AI Search & Speaking

GEO for Speakers:
The Shortlist Is Now a Prompt

Fernando Angulo
Senior Market Research Manager, Semrush (an Adobe company)
10 Min Read
Jul 12, 2026

Speaker booking research is moving from Google searches into AI assistant prompts

Every speaker I know optimizes the same three assets: the showreel, the one-pager, the bureau profile. Almost none of them have run the one query that increasingly decides whether they get considered at all — asking ChatGPT, Gemini, or Google's AI Mode who should keynote their topic. The organizer researching your category this week already has. If the model doesn't know your work, no showreel gets watched.


Quick Answer:

GEO for speakers is the practice of structuring a keynote speaker's public track record — bios, talk pages, event coverage, third-party mentions — so AI assistants can extract, corroborate, and cite it when an organizer asks for recommendations. The working method: run the Shortlist Test (8–10 organizer-style prompts across ChatGPT, Gemini, and Google AI Mode, scoring mentions and citations separately), then close the gaps layer by layer: Discoverability, Clarity, Authority, Trust. The lever most speakers miss is corroboration — AI engines trust what independent sites say about you more than what your own site says.

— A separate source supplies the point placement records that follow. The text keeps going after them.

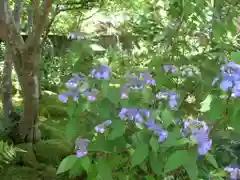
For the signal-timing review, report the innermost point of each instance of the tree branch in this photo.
(41, 23)
(10, 32)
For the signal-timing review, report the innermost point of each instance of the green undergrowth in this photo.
(39, 161)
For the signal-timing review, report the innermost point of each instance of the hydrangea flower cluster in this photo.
(229, 78)
(199, 131)
(136, 115)
(136, 83)
(234, 171)
(172, 98)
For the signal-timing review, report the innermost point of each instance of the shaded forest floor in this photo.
(40, 161)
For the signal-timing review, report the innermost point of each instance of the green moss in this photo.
(27, 173)
(50, 106)
(21, 173)
(49, 132)
(52, 151)
(27, 158)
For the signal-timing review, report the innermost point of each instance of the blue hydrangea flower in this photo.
(172, 98)
(81, 146)
(199, 131)
(91, 94)
(102, 72)
(234, 171)
(158, 130)
(63, 97)
(170, 68)
(73, 83)
(101, 127)
(133, 114)
(148, 78)
(229, 79)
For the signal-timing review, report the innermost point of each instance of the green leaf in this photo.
(217, 107)
(105, 88)
(71, 130)
(192, 170)
(66, 164)
(205, 104)
(117, 130)
(167, 117)
(210, 158)
(82, 106)
(235, 56)
(177, 159)
(154, 143)
(140, 154)
(156, 163)
(71, 107)
(104, 171)
(113, 94)
(173, 138)
(76, 169)
(235, 123)
(85, 162)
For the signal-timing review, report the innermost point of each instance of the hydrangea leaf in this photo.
(66, 164)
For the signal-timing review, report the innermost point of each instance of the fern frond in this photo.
(8, 152)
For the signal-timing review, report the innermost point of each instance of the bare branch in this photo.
(41, 23)
(10, 31)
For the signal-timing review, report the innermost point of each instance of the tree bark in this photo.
(7, 71)
(7, 88)
(28, 54)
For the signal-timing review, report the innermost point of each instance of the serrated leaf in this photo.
(235, 56)
(104, 171)
(117, 130)
(71, 130)
(140, 154)
(85, 162)
(66, 164)
(210, 158)
(71, 107)
(154, 143)
(192, 170)
(217, 107)
(167, 117)
(205, 104)
(156, 163)
(177, 159)
(97, 47)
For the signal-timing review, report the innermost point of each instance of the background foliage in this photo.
(197, 37)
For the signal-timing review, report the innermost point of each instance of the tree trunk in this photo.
(7, 87)
(28, 128)
(26, 58)
(7, 71)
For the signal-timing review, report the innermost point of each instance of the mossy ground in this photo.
(41, 160)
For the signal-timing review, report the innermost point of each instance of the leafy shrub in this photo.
(142, 119)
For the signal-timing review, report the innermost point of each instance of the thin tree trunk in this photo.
(28, 126)
(7, 88)
(7, 71)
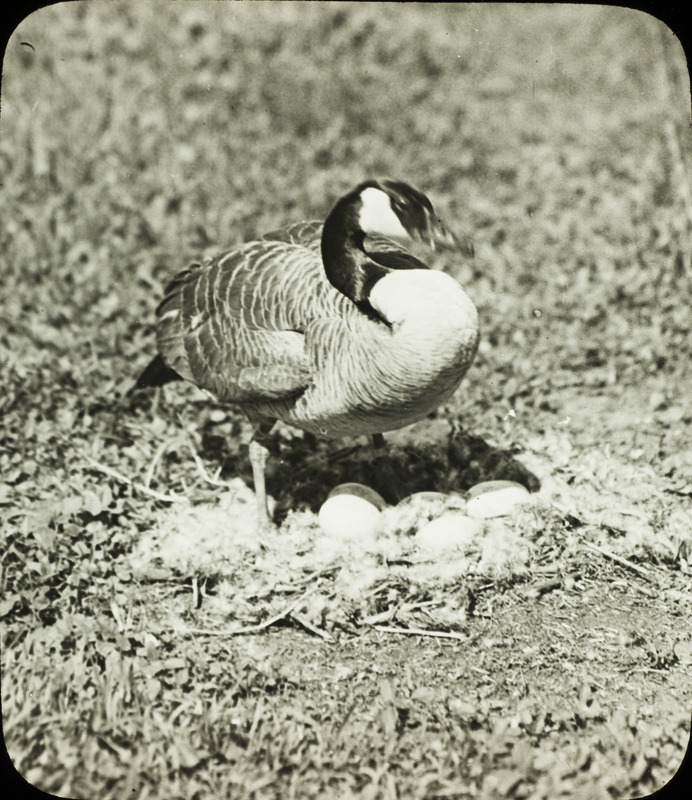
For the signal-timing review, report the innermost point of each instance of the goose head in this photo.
(376, 208)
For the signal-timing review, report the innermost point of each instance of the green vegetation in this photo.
(138, 136)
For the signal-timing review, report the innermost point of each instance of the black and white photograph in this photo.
(345, 401)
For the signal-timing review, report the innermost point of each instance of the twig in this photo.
(287, 612)
(421, 632)
(167, 498)
(154, 463)
(619, 560)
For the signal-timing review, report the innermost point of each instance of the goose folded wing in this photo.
(222, 326)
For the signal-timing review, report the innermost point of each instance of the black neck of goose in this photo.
(346, 264)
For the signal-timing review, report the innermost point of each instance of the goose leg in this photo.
(259, 453)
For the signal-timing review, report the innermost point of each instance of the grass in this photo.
(135, 137)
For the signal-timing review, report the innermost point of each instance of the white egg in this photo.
(351, 513)
(495, 499)
(452, 531)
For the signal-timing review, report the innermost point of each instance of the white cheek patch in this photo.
(376, 215)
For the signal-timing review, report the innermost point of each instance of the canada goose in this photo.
(309, 327)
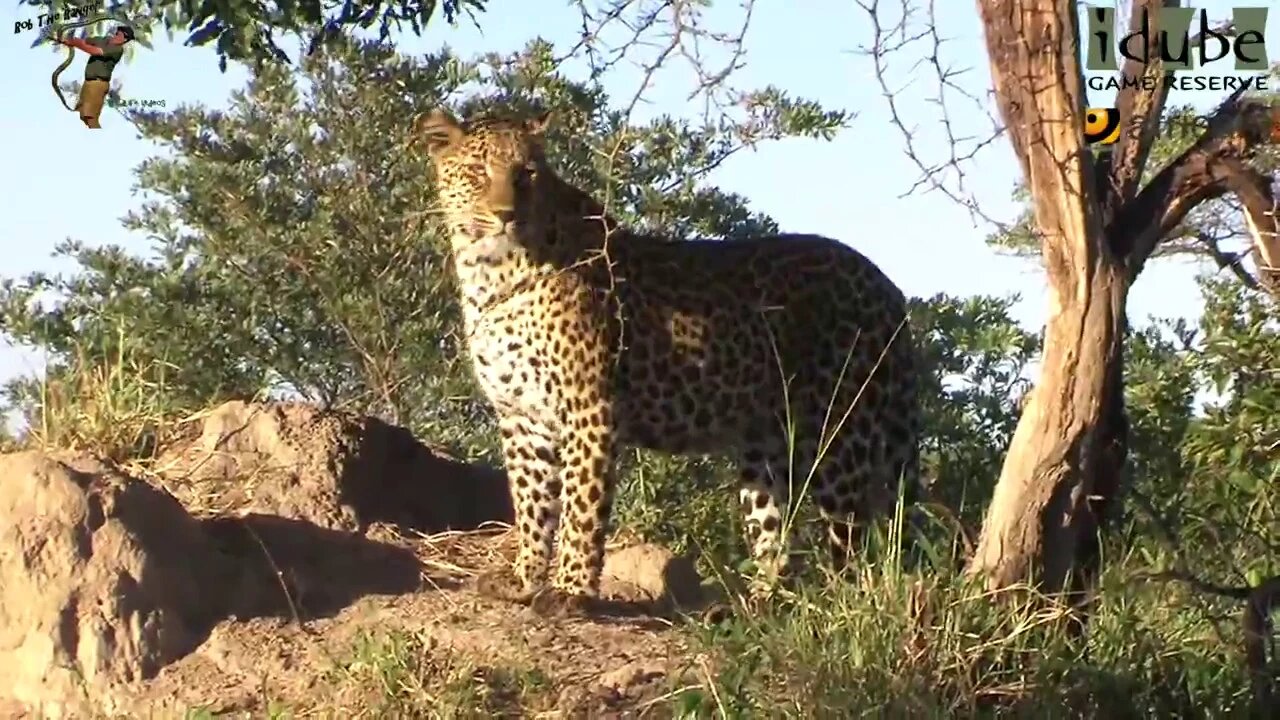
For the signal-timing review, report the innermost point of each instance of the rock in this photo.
(333, 469)
(652, 573)
(103, 580)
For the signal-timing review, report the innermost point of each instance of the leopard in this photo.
(792, 355)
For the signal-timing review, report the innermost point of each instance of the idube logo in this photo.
(1184, 39)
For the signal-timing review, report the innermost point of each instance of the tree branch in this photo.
(1262, 217)
(1198, 174)
(1139, 109)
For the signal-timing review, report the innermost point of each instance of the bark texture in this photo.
(1097, 226)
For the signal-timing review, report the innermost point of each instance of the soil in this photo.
(243, 568)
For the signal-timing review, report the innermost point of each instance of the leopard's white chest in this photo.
(499, 326)
(511, 373)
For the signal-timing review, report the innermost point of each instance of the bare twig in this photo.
(897, 37)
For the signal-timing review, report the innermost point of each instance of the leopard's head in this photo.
(487, 173)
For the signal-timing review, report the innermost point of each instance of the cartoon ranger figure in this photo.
(104, 53)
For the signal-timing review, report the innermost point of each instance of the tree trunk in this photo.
(1097, 228)
(1066, 456)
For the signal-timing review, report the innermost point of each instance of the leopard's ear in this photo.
(536, 126)
(437, 130)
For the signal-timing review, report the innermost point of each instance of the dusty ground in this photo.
(242, 570)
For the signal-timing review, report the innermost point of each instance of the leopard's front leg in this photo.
(586, 495)
(533, 473)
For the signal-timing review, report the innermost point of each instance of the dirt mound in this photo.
(103, 580)
(117, 598)
(333, 469)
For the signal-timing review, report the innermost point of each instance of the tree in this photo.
(296, 246)
(1097, 224)
(250, 30)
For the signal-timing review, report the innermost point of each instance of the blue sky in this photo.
(848, 188)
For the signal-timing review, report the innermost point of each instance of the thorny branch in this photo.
(897, 37)
(613, 31)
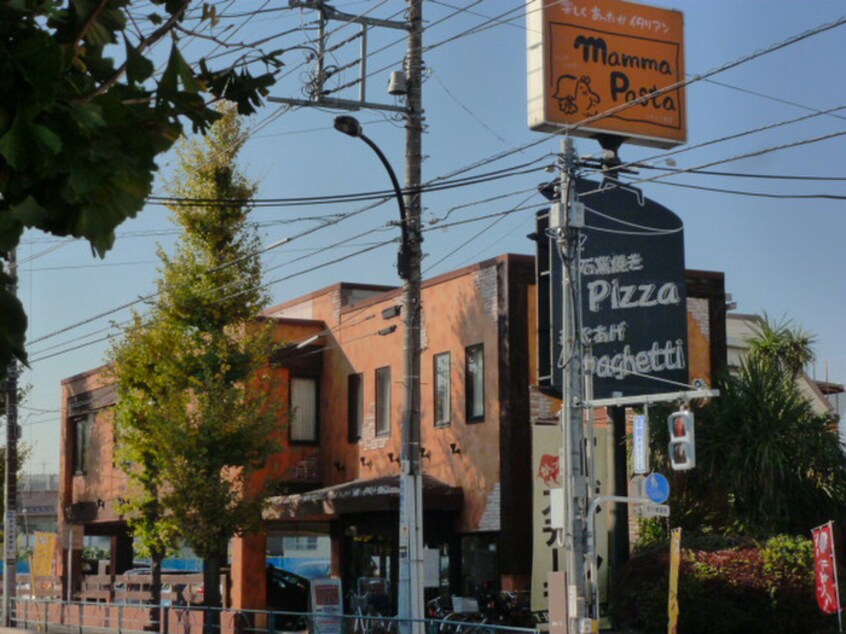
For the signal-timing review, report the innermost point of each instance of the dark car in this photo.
(289, 594)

The shortlist moved inside the model

The volume shift is not subtle. AI search platforms received 27.4 billion visits in Q1 2026, up 42.8% year over year, with ChatGPT alone accounting for over 16.8 billion, according to Wix Studio's AI Search Lab. The event industry is inside that curve, not watching it: the Amex GBT Global Meetings & Events Forecast reports half of industry professionals now integrate AI throughout event planning and execution, and Bizzabo's 2026 research found 95% of event professionals expect AI use in events to increase.

Meanwhile the old discovery surface is quietly shrinking. When a Google search triggers an AI Overview, Pew Research Center found users click a traditional result in only 8% of cases versus 15% without one — and click a source inside the AI summary just 1% of the time. Even in classic search, the demand was never where speakers think: in Semrush's US database as of July 2026, “what is a keynote speaker” draws 1,000 searches a month, while “how to find a keynote speaker” draws 110 and “how to choose a keynote speaker” just 70. Discovery queries were always low-volume, high-stakes — exactly the query type that moves fastest into a private AI chat where no one can see it happen.

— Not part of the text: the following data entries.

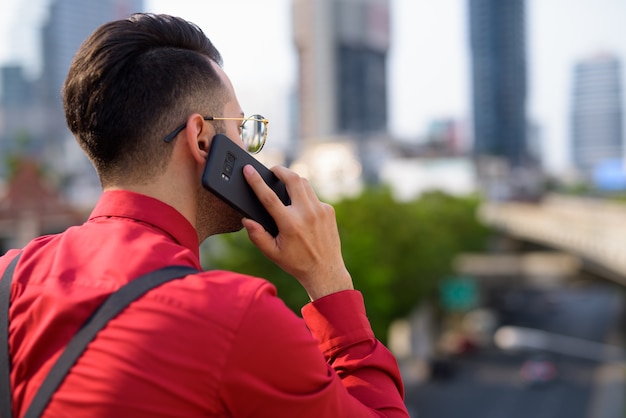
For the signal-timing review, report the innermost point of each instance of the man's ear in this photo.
(198, 136)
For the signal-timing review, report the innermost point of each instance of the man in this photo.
(144, 97)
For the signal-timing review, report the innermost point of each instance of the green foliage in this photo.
(396, 252)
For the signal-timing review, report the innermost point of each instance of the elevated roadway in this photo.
(594, 230)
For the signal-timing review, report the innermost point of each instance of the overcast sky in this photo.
(428, 61)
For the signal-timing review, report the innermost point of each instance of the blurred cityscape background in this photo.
(473, 149)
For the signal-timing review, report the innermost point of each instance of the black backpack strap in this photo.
(5, 363)
(112, 306)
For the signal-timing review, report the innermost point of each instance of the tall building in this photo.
(498, 55)
(69, 23)
(342, 49)
(596, 113)
(37, 126)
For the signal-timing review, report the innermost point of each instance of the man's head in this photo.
(130, 83)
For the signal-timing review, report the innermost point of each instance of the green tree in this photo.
(397, 252)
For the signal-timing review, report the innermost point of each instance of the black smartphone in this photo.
(223, 176)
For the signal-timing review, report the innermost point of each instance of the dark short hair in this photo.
(130, 83)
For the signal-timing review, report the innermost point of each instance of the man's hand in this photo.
(307, 245)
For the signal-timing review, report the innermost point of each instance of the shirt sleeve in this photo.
(329, 365)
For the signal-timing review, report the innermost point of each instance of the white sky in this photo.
(428, 63)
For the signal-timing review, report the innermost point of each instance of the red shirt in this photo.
(217, 343)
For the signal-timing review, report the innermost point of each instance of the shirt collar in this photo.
(126, 204)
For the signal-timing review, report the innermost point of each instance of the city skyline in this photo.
(428, 60)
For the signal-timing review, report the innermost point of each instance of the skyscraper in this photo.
(596, 112)
(498, 54)
(70, 22)
(342, 48)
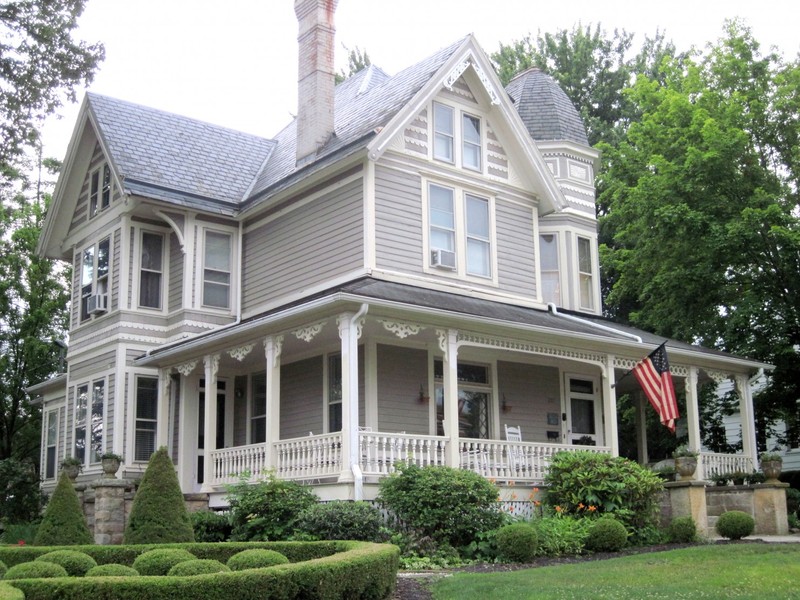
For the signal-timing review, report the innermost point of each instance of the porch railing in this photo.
(380, 451)
(513, 461)
(716, 464)
(311, 457)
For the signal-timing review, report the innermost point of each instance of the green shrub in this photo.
(606, 534)
(517, 542)
(210, 526)
(35, 570)
(735, 525)
(267, 510)
(342, 520)
(159, 515)
(199, 566)
(75, 563)
(112, 570)
(584, 483)
(561, 535)
(256, 558)
(682, 530)
(63, 523)
(449, 505)
(159, 562)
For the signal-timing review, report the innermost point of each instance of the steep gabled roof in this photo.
(157, 151)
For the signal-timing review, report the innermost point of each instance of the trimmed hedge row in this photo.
(125, 555)
(356, 570)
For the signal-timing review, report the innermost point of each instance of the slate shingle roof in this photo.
(545, 108)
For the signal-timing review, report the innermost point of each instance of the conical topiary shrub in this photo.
(158, 515)
(63, 523)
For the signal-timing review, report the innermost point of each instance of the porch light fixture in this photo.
(422, 398)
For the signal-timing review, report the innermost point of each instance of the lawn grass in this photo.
(757, 571)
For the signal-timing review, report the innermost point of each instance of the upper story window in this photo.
(99, 189)
(95, 266)
(151, 270)
(548, 267)
(217, 270)
(585, 273)
(459, 224)
(443, 132)
(457, 145)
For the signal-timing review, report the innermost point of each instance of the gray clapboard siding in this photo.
(400, 373)
(398, 220)
(531, 391)
(304, 247)
(301, 398)
(175, 289)
(516, 263)
(116, 265)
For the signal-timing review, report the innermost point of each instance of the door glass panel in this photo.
(582, 414)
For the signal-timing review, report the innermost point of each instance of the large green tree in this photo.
(701, 229)
(41, 64)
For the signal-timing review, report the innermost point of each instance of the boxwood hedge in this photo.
(349, 570)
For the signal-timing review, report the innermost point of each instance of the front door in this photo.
(583, 411)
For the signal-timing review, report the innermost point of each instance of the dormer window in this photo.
(99, 189)
(457, 142)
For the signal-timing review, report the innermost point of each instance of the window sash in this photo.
(443, 132)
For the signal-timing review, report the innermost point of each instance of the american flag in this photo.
(656, 380)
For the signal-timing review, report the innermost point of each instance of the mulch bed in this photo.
(414, 586)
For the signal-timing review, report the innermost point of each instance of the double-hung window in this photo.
(146, 417)
(585, 273)
(99, 189)
(95, 264)
(151, 270)
(459, 224)
(457, 141)
(548, 267)
(217, 270)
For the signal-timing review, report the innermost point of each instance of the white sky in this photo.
(234, 63)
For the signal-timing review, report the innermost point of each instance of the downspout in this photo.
(553, 309)
(355, 467)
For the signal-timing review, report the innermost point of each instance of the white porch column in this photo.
(745, 390)
(693, 417)
(211, 363)
(273, 345)
(448, 344)
(162, 416)
(610, 407)
(350, 326)
(641, 428)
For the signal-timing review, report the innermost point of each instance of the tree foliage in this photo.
(701, 229)
(41, 64)
(33, 315)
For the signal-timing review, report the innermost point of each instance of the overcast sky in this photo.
(234, 63)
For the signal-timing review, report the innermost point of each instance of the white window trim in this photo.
(200, 269)
(459, 197)
(95, 278)
(137, 267)
(458, 137)
(576, 270)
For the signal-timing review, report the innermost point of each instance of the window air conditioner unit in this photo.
(97, 304)
(444, 259)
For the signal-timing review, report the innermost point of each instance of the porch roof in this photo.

For a speaker this changes the failure mode. Under SEO, being invisible meant ranking on page two — recoverable with effort. Under AI-assisted shortlisting, being invisible means the organizer's first answer names six competitors and the conversation proceeds without you. There is no page two in a chat answer.

Run the Shortlist Test

The Shortlist Test is a monthly audit: 8–10 organizer-style prompts, run on three AI platforms, scoring mentions and citations separately. It takes under an hour and replaces guesswork with a baseline. The prompts must be the ones a real organizer would type, not vanity queries:

  • “Best keynote speakers on [your topic] for 2026”
  • [Topic] speaker for a CMO summit in [your region]
  • “Who speaks about [your topic] in [language]?”
  • “Alternatives to [the famous name in your category] for a corporate event”
  • “Keynote speaker who covers [topic A] and [topic B] with original research”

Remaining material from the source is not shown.